How to compute a threshold for a given vector/array of float numbers

Question 1

You could just eliminate the values above 90% or 95%. Technicaly you calculate the p = 0.9 (or 0.95) percentile of the array distribution.

Just sort the array ascending:

int[] data;

Arrays.sort(data); // or use ArrayList<Integer> which has Collections.sort(dataArrayList),

Then calculate position of percentile p:

float p = data.length * p; // e.g p = 0.9 for 90% percentile.
// cut of fractional part.
int posInt = (int) p;

// this is the threshold value 
int threshold = data[posInt]

Now filter array by keeping all value < or <= threshold. This keeps the 90% of smallest values.

int i = 0;
while (i < data.length && data[i] <= threshold) {
  // output data[i];
}

For mathematically "perfect" results you could search for "calculate percentile of discrete array / values).

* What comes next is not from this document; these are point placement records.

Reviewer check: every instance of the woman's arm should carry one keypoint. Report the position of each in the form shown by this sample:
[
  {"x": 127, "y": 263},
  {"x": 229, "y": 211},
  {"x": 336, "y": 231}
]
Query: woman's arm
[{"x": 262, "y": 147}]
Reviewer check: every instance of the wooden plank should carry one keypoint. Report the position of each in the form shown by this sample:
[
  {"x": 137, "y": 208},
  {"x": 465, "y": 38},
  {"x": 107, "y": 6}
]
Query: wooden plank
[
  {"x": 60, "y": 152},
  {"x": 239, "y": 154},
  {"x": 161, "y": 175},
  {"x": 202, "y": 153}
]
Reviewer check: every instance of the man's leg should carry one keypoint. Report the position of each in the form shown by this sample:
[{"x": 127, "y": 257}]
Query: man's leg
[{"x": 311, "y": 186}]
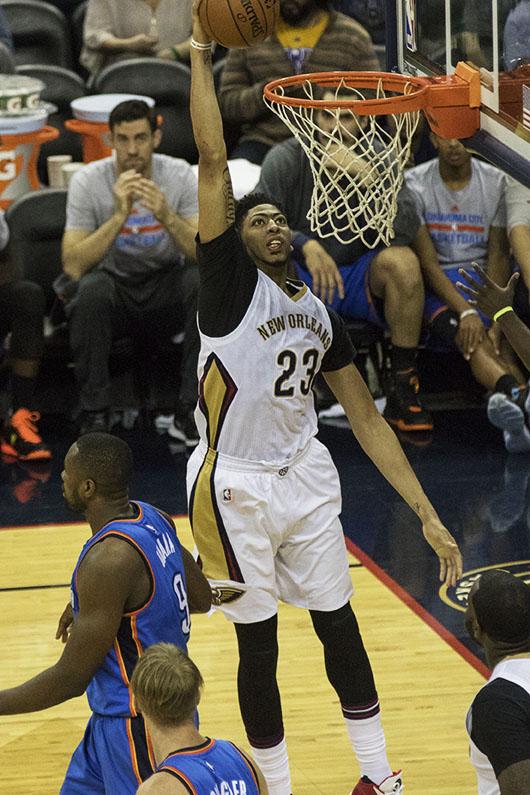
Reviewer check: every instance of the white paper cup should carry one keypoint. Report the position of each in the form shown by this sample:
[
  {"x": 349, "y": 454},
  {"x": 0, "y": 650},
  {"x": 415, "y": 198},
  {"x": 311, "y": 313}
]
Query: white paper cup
[
  {"x": 54, "y": 165},
  {"x": 68, "y": 171}
]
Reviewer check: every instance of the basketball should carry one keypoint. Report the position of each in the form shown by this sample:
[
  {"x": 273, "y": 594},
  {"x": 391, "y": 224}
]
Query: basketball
[{"x": 238, "y": 23}]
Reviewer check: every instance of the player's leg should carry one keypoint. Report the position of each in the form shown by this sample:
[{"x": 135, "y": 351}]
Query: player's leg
[
  {"x": 312, "y": 572},
  {"x": 395, "y": 278}
]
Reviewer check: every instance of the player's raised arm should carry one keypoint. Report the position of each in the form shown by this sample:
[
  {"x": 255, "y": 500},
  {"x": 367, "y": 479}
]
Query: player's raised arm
[
  {"x": 380, "y": 444},
  {"x": 216, "y": 200}
]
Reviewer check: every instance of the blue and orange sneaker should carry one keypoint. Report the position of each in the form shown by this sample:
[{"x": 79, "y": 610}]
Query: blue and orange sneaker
[{"x": 21, "y": 438}]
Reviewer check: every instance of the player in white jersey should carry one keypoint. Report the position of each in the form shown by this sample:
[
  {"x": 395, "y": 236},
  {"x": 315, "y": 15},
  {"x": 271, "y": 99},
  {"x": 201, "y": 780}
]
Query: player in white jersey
[
  {"x": 498, "y": 722},
  {"x": 264, "y": 493}
]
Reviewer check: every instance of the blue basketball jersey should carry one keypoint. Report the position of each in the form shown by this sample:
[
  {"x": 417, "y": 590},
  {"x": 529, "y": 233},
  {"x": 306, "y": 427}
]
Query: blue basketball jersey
[
  {"x": 164, "y": 617},
  {"x": 216, "y": 767}
]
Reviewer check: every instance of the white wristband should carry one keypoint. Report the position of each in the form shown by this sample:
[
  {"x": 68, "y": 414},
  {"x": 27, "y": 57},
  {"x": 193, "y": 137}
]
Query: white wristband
[
  {"x": 467, "y": 313},
  {"x": 200, "y": 45}
]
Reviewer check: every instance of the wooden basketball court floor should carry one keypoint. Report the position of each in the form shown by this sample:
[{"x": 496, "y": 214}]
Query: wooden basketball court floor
[{"x": 425, "y": 686}]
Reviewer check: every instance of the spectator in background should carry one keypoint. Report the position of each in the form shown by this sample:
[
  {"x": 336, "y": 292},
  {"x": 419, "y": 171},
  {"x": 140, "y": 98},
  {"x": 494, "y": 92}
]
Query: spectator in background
[
  {"x": 516, "y": 36},
  {"x": 167, "y": 686},
  {"x": 382, "y": 285},
  {"x": 22, "y": 314},
  {"x": 115, "y": 30},
  {"x": 498, "y": 721},
  {"x": 310, "y": 37},
  {"x": 461, "y": 204},
  {"x": 130, "y": 225}
]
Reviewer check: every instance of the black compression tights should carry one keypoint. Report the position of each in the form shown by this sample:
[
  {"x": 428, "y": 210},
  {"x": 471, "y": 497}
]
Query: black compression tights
[{"x": 347, "y": 667}]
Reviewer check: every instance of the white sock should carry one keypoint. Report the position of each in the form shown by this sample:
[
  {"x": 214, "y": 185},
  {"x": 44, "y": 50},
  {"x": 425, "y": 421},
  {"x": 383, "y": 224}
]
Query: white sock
[
  {"x": 368, "y": 740},
  {"x": 274, "y": 764}
]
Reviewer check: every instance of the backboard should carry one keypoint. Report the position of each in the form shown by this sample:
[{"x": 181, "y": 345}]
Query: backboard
[{"x": 429, "y": 37}]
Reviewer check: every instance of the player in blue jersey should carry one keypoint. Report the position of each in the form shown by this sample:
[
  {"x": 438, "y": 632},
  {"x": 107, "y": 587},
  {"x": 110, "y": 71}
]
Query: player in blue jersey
[
  {"x": 167, "y": 688},
  {"x": 133, "y": 586}
]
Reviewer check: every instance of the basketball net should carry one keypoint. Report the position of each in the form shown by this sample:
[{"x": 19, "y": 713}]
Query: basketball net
[{"x": 357, "y": 161}]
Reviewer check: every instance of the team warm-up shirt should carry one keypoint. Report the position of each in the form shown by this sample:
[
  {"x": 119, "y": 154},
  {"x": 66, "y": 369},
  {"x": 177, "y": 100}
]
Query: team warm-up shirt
[
  {"x": 260, "y": 352},
  {"x": 498, "y": 723},
  {"x": 459, "y": 221},
  {"x": 216, "y": 767},
  {"x": 163, "y": 618}
]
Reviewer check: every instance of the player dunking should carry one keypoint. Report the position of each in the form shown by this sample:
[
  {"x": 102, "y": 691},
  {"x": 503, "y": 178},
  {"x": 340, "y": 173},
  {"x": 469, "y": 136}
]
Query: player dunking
[
  {"x": 167, "y": 686},
  {"x": 264, "y": 494},
  {"x": 133, "y": 585}
]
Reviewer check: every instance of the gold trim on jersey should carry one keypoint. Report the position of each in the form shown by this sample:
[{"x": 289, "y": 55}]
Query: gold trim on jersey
[{"x": 216, "y": 393}]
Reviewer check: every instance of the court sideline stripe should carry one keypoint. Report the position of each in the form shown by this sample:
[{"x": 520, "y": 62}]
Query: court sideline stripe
[{"x": 420, "y": 611}]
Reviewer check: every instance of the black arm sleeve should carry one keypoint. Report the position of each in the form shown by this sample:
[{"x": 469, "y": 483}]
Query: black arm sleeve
[
  {"x": 341, "y": 351},
  {"x": 227, "y": 281},
  {"x": 500, "y": 726}
]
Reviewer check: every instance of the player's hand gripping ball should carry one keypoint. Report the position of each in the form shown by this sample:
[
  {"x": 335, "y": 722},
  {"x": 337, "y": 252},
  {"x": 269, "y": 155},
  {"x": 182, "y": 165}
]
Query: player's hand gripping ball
[{"x": 238, "y": 23}]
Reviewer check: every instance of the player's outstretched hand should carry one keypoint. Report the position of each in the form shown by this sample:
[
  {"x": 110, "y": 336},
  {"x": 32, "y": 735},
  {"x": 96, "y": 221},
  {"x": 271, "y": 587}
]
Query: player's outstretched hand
[
  {"x": 484, "y": 293},
  {"x": 446, "y": 548},
  {"x": 65, "y": 622}
]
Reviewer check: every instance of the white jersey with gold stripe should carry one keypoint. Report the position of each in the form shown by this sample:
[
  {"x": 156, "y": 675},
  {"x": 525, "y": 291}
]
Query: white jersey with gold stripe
[{"x": 255, "y": 397}]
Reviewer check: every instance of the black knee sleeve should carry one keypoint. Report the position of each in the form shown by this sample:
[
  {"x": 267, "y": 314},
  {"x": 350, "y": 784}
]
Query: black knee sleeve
[
  {"x": 27, "y": 327},
  {"x": 347, "y": 664},
  {"x": 259, "y": 697}
]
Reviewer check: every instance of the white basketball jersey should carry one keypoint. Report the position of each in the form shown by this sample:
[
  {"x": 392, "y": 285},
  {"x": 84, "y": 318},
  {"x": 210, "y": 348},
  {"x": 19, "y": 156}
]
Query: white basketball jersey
[
  {"x": 255, "y": 396},
  {"x": 518, "y": 672}
]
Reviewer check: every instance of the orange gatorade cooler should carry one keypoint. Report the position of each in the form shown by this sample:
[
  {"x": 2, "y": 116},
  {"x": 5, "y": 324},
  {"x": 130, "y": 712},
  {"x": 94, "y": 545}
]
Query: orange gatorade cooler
[
  {"x": 91, "y": 117},
  {"x": 20, "y": 141}
]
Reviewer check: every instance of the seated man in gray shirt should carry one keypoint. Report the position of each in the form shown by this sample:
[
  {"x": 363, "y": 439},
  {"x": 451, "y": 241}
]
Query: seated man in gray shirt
[
  {"x": 382, "y": 285},
  {"x": 130, "y": 235}
]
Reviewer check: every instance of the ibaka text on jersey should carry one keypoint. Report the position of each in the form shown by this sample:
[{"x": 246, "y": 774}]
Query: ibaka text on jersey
[{"x": 294, "y": 321}]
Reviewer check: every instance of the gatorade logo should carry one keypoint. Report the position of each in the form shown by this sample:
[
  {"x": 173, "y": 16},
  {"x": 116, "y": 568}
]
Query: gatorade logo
[{"x": 457, "y": 596}]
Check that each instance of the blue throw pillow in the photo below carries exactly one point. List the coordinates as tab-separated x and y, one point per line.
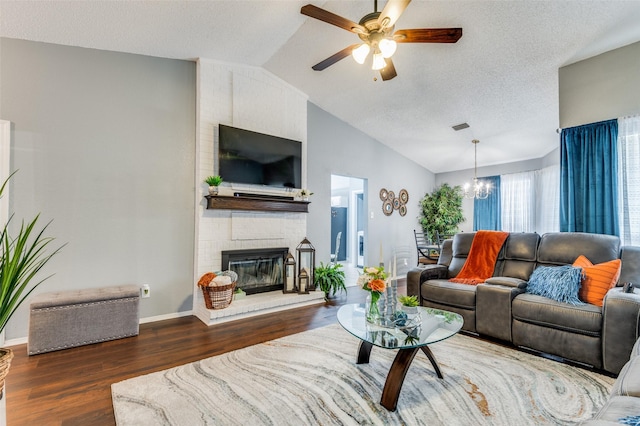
560	283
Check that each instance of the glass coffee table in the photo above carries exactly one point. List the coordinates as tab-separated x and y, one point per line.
435	325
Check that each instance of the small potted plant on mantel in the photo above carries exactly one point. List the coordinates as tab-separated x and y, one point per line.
213	182
330	279
304	194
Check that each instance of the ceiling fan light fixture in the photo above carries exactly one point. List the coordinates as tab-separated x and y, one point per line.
378	61
387	47
360	53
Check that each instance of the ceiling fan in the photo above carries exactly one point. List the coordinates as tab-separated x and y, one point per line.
376	30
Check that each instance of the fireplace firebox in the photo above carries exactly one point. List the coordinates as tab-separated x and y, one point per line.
259	270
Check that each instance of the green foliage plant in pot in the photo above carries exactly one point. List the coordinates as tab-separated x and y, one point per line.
409	304
441	211
22	256
330	279
213	182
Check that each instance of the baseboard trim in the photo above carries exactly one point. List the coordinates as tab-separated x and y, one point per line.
166	317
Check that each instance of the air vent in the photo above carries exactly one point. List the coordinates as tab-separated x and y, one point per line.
460	126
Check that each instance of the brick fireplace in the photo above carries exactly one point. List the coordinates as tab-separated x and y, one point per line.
254	99
259	270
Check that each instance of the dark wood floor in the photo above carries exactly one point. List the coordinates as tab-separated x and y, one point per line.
72	387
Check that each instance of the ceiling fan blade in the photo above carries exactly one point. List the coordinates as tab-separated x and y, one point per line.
334	58
389	71
332	18
391	12
428	35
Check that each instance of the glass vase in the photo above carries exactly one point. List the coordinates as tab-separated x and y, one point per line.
371	307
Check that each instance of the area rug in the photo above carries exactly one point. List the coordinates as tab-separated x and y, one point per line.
311	378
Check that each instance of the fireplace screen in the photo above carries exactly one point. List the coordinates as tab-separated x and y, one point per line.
259	270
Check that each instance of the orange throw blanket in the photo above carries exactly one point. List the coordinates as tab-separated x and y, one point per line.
482	257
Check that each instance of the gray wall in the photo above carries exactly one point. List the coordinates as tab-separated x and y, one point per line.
335	147
105	145
604	87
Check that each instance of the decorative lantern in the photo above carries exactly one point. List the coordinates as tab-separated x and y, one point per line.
303	282
289	274
307	259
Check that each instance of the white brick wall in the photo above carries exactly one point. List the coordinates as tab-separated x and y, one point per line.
252	99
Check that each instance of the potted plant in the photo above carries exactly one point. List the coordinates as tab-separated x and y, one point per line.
213	182
409	304
305	194
441	211
330	278
22	256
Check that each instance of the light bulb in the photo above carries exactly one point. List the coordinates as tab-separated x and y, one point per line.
360	53
378	61
387	47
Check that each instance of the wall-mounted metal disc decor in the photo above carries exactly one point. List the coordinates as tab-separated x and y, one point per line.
391	203
404	196
387	207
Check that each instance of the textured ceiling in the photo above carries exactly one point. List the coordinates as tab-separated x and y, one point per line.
501	77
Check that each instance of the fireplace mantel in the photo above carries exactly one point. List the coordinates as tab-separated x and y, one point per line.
222	202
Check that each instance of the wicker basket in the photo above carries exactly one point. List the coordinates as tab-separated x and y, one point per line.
219	297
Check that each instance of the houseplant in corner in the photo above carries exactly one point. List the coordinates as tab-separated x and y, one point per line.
441	211
330	278
213	182
22	256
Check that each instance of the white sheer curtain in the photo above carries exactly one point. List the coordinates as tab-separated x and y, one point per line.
629	179
518	203
548	199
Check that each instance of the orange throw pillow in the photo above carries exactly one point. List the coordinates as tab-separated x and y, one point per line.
597	279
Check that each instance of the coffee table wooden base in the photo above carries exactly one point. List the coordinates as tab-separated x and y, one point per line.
397	372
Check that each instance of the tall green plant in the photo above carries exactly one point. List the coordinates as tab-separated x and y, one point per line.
21	258
441	211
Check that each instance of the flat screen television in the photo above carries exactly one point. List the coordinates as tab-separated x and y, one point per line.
255	158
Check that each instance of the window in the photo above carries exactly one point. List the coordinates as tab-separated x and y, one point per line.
530	201
629	179
517	193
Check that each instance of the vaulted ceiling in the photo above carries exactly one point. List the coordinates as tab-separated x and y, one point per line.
501	77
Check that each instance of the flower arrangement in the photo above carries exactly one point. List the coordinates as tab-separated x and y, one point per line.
374	281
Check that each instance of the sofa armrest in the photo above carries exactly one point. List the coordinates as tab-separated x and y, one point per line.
620	327
416	276
507	282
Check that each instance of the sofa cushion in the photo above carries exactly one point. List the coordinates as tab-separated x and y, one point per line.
597	279
560	283
582	319
448	293
563	248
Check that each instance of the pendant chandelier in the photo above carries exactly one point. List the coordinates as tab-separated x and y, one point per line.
478	189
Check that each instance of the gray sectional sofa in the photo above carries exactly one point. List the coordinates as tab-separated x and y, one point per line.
601	337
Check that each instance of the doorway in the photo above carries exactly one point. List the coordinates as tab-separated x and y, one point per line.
348	224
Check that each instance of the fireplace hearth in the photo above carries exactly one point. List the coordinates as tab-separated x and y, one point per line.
259	270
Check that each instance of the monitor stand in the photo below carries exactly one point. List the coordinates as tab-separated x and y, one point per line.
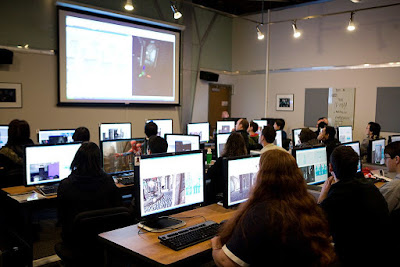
161	224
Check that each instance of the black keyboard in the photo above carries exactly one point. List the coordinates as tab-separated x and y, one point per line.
189	236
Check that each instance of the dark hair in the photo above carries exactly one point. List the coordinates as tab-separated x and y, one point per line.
344	162
290	207
150	129
375	128
81	134
280	123
157	144
87	160
234	146
393	149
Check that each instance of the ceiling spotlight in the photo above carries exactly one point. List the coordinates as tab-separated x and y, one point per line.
351	27
129	6
296	32
177	14
260	35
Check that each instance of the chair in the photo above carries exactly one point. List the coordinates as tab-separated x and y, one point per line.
85	249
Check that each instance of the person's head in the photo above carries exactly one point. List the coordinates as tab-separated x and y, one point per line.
344	163
392	157
157	144
234	146
81	134
150	129
279	124
268	135
87	160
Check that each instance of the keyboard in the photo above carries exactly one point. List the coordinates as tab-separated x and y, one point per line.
189	236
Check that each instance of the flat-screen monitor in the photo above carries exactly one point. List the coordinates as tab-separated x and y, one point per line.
118	154
393	138
201	129
55	136
345	134
225	126
313	163
296	136
356	147
112	131
182	142
376	150
175	184
220	142
164	126
45	164
240	174
3	135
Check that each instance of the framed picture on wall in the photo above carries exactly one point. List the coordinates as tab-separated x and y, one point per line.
10	95
284	102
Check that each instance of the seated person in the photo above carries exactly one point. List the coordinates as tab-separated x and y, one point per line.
352	206
87	188
81	134
279	225
12	154
267	139
372	131
391	190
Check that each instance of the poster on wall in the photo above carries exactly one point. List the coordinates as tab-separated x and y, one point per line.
341	106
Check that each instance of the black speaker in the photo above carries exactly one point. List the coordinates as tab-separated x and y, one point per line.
6	56
209	76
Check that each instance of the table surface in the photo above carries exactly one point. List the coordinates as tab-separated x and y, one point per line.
146	244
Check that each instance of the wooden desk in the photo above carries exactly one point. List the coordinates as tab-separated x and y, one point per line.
147	246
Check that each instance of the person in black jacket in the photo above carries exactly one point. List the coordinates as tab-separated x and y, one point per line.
87	188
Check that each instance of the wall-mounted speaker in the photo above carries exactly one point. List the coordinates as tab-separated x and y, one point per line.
6	56
209	76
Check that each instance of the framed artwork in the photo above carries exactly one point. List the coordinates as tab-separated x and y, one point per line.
10	95
284	102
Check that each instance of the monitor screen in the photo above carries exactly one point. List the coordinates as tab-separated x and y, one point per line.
48	163
55	136
240	175
201	129
356	147
118	154
345	134
112	131
220	142
177	182
182	142
225	126
313	163
295	136
164	126
3	135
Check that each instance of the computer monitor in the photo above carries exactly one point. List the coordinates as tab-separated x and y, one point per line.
3	135
166	184
375	153
118	154
182	142
164	126
44	164
356	147
313	163
112	131
296	136
240	174
345	134
200	128
220	141
55	136
225	126
393	138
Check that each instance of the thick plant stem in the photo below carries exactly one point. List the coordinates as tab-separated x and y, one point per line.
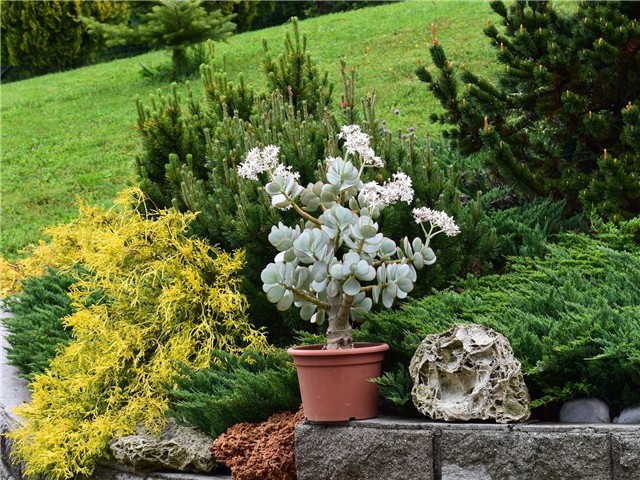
339	333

As i remeber there are two valid algorithms, describeing whether one has to round down or round up the posInt. I my example above I just truncated.

Question 2

An idea would be to compute both the mean mu and the standard deviation sigma (e.g. using the algorithm described at "Accurately computing running variance" ) and use both of them for the definition of your threshold.

If your data are assumed to be Gaussian, you know that 97.5% of your data should be below mu + 2*sigma, so that can be a good threshold.

Remark: you might want to recompute your threshold once you have rejected the extreme values since these values can have a significant impact on the mean and the standard deviation.

EDIT:

I just computed the thresholds using the method I proposed and it does not look satisfactory for you: for the first case, threshold is around 130 (so maybe taking 1.5 sigma could help getting rid of the largest entries), for the second case, threshold is around 8 and for the third case, threshold is around 262.

Actually, I'm not that surprised with these results: for your last example, you want to get rid of more than the half of the data! Assuming that the data are Gaussian with just a few extrem values is far from what you have at hand...